A House on the Bayou hit many of the right notes for me. It’s a psychological thriller focusing on family conflict, and the southern gothic atmosphere darkens the mood.
The film starts off right in the midst of drama as Jessica (Angela Sarafyan) confronts her husband John (Paul Schneider) in regards to his infidelity. Unexpectedly, Jessica demands that they take a family vacation to repair the relationship.
Joined by their daughter Anna (Lia McHugh), the couple travels from their Houston abode to a spacious, elegant home in the middle of the Louisiana bayou. From the get-go, the dwelling is a bit mysterious. There’s a locked room not shown in the plans, and John’s visit to a local store results in an ominous warning written on his receipt: “You are being watched by the Devil.”
When the family is joined by local teen Isaac (Jacob Lofland) and his “grandpappy”, things take a more uncomfortable turn. Soon, all sins come to light as they encounter sinister forces both human and supernatural.
One of the aspects of the film I really enjoyed was the score. It fits the film well and amplifies the intensity of the film. I also appreciate that this flick has a unique premise and didn’t repeat everything that has previously worked in other family conflict-based horror films. The tension is there from the beginning, as viewers are dropped into an uncomfortable situation, which never really lightens until the end.
While I love a supernatural twist, it muddled things a bit in this instance. There are a few small twists that add to the story and bring the tension up a notch, but this element seemed a bit out of place.

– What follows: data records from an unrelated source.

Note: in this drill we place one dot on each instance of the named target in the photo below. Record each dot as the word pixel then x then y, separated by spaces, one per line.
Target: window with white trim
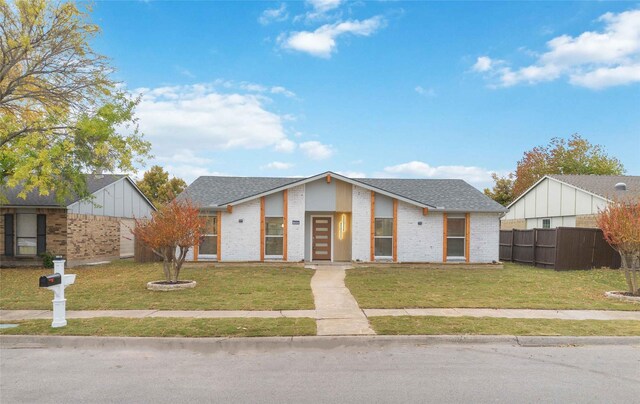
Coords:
pixel 26 234
pixel 209 241
pixel 456 237
pixel 273 237
pixel 383 237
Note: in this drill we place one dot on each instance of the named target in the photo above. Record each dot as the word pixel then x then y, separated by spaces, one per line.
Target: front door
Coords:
pixel 321 239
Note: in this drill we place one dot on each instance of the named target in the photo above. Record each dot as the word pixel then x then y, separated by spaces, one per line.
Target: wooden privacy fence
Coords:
pixel 142 253
pixel 559 248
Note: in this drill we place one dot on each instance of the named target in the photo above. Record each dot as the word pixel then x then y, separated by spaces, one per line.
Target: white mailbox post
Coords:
pixel 57 283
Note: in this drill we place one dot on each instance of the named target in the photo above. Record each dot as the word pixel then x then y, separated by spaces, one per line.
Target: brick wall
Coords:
pixel 92 238
pixel 520 224
pixel 485 237
pixel 295 233
pixel 241 241
pixel 418 243
pixel 586 221
pixel 360 224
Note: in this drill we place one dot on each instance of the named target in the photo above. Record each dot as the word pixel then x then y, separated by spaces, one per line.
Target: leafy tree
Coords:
pixel 157 186
pixel 60 113
pixel 575 155
pixel 502 191
pixel 172 229
pixel 620 223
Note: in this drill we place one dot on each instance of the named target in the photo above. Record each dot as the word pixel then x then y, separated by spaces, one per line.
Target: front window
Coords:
pixel 455 237
pixel 209 243
pixel 26 234
pixel 274 236
pixel 383 237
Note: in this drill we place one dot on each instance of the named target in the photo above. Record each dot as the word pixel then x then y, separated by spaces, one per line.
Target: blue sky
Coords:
pixel 390 88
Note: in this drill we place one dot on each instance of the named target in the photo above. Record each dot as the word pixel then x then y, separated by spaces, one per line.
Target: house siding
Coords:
pixel 485 237
pixel 241 241
pixel 419 243
pixel 295 233
pixel 361 224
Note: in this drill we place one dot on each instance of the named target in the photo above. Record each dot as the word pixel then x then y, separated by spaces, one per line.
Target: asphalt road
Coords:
pixel 441 373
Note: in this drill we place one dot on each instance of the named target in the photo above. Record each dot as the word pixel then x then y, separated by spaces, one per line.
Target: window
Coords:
pixel 383 237
pixel 456 237
pixel 274 236
pixel 209 243
pixel 26 234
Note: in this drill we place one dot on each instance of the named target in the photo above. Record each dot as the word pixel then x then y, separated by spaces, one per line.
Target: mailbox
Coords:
pixel 50 280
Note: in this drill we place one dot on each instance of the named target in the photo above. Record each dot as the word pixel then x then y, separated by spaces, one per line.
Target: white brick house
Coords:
pixel 330 217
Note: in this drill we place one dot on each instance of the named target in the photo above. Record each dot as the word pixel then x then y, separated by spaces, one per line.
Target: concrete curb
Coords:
pixel 261 344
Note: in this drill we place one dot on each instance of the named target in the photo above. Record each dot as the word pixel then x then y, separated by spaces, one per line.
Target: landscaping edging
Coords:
pixel 162 286
pixel 621 296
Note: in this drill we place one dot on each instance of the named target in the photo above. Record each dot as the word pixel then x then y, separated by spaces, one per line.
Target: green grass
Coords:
pixel 122 285
pixel 407 325
pixel 515 286
pixel 170 327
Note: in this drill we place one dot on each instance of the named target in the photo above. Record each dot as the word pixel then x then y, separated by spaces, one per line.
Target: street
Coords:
pixel 476 373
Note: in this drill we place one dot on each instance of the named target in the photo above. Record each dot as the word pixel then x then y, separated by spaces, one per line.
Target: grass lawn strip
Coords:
pixel 407 325
pixel 169 327
pixel 514 287
pixel 122 286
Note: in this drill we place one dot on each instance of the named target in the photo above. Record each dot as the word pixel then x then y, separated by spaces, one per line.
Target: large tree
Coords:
pixel 172 230
pixel 158 187
pixel 575 155
pixel 60 112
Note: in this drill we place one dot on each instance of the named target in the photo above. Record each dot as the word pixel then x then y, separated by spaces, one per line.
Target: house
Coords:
pixel 82 231
pixel 330 217
pixel 568 200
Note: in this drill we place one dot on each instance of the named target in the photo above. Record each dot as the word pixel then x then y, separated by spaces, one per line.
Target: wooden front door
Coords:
pixel 321 239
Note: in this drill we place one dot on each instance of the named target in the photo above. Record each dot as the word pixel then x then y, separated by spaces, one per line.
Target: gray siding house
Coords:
pixel 330 217
pixel 83 231
pixel 568 200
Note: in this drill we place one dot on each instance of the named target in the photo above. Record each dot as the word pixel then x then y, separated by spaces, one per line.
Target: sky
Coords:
pixel 374 89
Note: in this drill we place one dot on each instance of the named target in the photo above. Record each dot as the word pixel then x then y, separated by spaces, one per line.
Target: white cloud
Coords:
pixel 199 117
pixel 427 92
pixel 278 165
pixel 316 150
pixel 322 41
pixel 471 174
pixel 274 15
pixel 592 59
pixel 483 64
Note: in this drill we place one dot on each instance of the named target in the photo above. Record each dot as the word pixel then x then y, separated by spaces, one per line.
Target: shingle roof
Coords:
pixel 94 183
pixel 451 195
pixel 604 185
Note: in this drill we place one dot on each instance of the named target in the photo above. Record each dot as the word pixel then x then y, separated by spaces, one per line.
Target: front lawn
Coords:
pixel 122 285
pixel 170 327
pixel 407 325
pixel 514 287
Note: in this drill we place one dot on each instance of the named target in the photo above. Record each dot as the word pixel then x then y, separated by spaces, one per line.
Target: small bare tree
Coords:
pixel 170 232
pixel 620 223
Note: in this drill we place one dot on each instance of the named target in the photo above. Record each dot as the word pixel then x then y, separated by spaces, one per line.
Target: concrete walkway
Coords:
pixel 337 311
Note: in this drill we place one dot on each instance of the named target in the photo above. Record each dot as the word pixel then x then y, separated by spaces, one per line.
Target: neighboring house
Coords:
pixel 330 217
pixel 568 200
pixel 82 231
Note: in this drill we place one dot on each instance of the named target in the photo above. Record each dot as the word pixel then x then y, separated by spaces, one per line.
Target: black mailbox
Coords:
pixel 50 280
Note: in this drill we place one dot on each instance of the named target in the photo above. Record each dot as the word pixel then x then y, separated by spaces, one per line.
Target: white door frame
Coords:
pixel 311 236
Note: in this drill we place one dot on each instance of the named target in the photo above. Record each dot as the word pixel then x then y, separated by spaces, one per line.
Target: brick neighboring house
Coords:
pixel 330 217
pixel 568 200
pixel 82 231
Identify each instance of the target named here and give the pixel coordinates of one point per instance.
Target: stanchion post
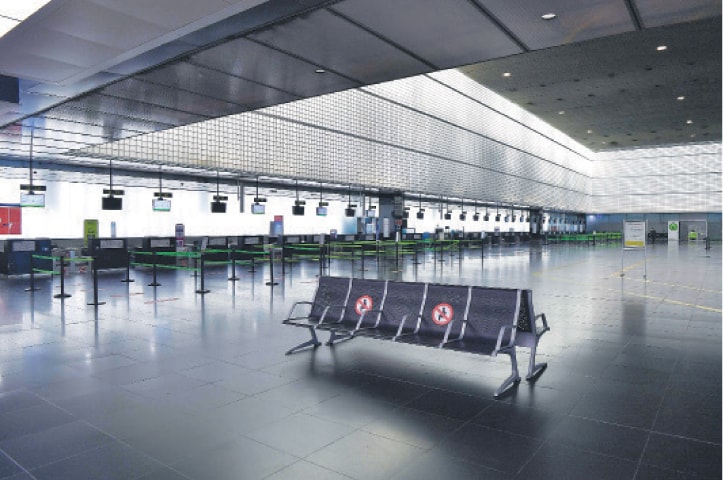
(128, 278)
(203, 289)
(233, 277)
(271, 281)
(32, 287)
(94, 269)
(154, 283)
(62, 295)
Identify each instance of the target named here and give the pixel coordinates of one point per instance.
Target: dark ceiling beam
(485, 11)
(634, 14)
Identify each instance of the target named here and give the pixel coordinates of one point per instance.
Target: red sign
(363, 304)
(442, 314)
(11, 221)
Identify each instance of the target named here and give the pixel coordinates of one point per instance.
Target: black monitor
(218, 207)
(112, 203)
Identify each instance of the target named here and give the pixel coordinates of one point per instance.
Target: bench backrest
(443, 304)
(402, 298)
(489, 310)
(331, 291)
(364, 295)
(526, 319)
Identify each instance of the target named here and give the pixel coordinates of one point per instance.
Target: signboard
(673, 231)
(634, 234)
(11, 221)
(180, 234)
(90, 230)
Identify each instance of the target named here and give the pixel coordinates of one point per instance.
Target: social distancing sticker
(363, 304)
(442, 314)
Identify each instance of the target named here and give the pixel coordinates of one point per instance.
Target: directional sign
(442, 314)
(363, 304)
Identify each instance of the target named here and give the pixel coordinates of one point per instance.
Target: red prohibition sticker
(363, 304)
(442, 314)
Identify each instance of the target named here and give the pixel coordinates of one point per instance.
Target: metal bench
(331, 291)
(478, 320)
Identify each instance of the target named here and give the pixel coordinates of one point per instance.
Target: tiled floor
(168, 384)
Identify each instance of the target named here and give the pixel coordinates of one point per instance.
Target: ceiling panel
(215, 84)
(655, 13)
(576, 21)
(247, 59)
(445, 34)
(333, 43)
(612, 100)
(169, 97)
(171, 14)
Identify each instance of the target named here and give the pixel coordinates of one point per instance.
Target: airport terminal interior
(360, 239)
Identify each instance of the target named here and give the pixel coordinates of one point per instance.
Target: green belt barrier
(51, 272)
(171, 267)
(45, 257)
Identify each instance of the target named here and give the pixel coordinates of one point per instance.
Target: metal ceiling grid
(421, 27)
(655, 13)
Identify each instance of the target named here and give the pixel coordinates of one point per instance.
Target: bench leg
(333, 336)
(314, 342)
(534, 369)
(513, 379)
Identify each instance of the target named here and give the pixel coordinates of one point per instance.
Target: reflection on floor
(165, 383)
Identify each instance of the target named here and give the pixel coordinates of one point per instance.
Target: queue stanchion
(202, 290)
(271, 281)
(62, 295)
(155, 282)
(32, 287)
(128, 278)
(94, 269)
(233, 276)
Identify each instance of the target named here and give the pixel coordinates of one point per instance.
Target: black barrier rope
(155, 282)
(32, 287)
(62, 295)
(94, 269)
(203, 290)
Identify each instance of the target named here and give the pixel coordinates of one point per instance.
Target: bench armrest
(290, 316)
(326, 310)
(446, 339)
(501, 336)
(401, 328)
(545, 326)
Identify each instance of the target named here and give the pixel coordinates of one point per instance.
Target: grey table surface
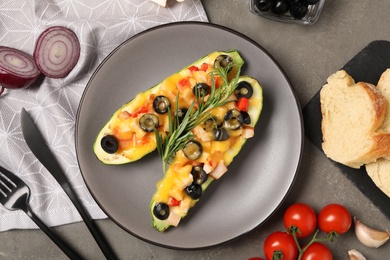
(308, 55)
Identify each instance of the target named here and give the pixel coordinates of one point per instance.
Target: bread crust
(352, 114)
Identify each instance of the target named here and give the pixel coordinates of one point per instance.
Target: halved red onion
(17, 69)
(57, 51)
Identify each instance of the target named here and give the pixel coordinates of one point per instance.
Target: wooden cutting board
(367, 66)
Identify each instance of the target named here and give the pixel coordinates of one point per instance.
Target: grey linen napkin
(101, 26)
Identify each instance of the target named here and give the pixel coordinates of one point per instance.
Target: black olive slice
(180, 113)
(246, 118)
(201, 89)
(148, 122)
(233, 119)
(161, 211)
(199, 175)
(212, 123)
(221, 134)
(192, 149)
(194, 191)
(243, 89)
(161, 104)
(223, 61)
(109, 144)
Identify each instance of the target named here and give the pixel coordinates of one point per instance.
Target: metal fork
(15, 194)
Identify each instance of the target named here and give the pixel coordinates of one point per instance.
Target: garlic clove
(370, 237)
(355, 255)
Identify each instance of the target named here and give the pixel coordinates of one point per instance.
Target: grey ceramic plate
(259, 178)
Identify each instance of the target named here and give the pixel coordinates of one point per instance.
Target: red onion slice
(57, 51)
(17, 69)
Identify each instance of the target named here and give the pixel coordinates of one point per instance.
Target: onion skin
(17, 69)
(57, 51)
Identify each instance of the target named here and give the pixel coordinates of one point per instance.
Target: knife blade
(42, 152)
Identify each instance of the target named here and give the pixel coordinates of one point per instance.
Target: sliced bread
(379, 171)
(352, 117)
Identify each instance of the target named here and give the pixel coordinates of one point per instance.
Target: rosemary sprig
(180, 132)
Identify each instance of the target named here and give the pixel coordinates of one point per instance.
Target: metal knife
(41, 150)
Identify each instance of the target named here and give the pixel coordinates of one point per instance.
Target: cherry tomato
(301, 217)
(317, 251)
(280, 245)
(334, 218)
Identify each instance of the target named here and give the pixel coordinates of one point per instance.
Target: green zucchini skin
(255, 112)
(122, 158)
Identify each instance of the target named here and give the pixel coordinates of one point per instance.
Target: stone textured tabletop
(308, 55)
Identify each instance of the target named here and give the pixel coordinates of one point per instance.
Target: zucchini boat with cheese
(129, 134)
(207, 149)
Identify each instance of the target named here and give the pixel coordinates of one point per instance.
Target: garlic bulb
(355, 255)
(370, 237)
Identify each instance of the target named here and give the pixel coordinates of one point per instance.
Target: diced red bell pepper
(173, 202)
(243, 104)
(184, 83)
(193, 68)
(204, 67)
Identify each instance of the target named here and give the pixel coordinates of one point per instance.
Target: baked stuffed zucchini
(129, 134)
(200, 147)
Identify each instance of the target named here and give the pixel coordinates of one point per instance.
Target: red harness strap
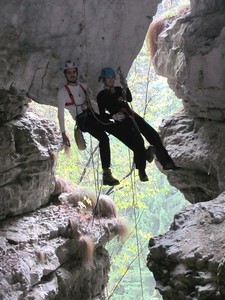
(72, 102)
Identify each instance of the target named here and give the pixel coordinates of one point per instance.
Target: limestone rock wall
(40, 256)
(191, 54)
(26, 169)
(188, 261)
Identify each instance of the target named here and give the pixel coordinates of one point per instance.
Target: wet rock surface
(188, 260)
(26, 170)
(40, 258)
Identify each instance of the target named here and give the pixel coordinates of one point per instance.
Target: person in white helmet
(73, 96)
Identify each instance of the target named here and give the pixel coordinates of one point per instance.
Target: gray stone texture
(37, 38)
(191, 54)
(40, 259)
(26, 169)
(188, 261)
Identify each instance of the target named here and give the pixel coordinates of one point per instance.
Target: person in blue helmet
(114, 100)
(73, 96)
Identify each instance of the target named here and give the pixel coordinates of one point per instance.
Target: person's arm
(102, 110)
(128, 95)
(61, 107)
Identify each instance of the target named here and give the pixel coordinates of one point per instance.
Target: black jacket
(113, 101)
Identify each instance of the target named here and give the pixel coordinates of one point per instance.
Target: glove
(119, 116)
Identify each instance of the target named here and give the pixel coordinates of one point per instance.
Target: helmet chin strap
(68, 81)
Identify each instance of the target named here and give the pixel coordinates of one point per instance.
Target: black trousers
(128, 133)
(153, 138)
(88, 123)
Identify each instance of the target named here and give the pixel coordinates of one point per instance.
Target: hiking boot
(150, 151)
(108, 179)
(142, 175)
(170, 166)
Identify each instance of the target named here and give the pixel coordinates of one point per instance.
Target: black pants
(128, 133)
(88, 123)
(153, 138)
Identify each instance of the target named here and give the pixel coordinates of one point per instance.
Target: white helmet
(69, 64)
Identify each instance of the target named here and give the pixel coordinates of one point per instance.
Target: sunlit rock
(26, 170)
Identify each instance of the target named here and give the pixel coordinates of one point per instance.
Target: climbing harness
(78, 135)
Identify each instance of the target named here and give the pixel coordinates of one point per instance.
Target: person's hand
(119, 116)
(66, 140)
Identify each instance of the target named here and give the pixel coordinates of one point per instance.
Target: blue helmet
(107, 72)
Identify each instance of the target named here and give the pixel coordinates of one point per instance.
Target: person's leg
(96, 130)
(128, 134)
(153, 138)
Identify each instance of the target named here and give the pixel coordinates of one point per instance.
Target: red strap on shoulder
(83, 89)
(72, 102)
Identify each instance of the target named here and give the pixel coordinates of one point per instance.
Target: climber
(114, 99)
(73, 96)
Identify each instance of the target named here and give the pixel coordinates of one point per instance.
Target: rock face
(191, 55)
(188, 261)
(40, 256)
(26, 170)
(37, 38)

I think the story would’ve been more effective had it solely focused on human horrors. However, this was a fun watch that left me with questions regarding morality and trust. And I appreciate a film that makes me think.
A House on the Bayou is haunting, atmospheric, and it’s one of those films that could benefit from a second viewing. Jacob Lofland and Angela Sarafyan were the standouts with regard to the acting, and I’d like to see them both in more horror films in the future. If you’re a fan of family conflict in film, along with slow-burn, atmospheric thrillers, give this one a try.
A House on the Bayou is available on Epix and VOD as of November 19.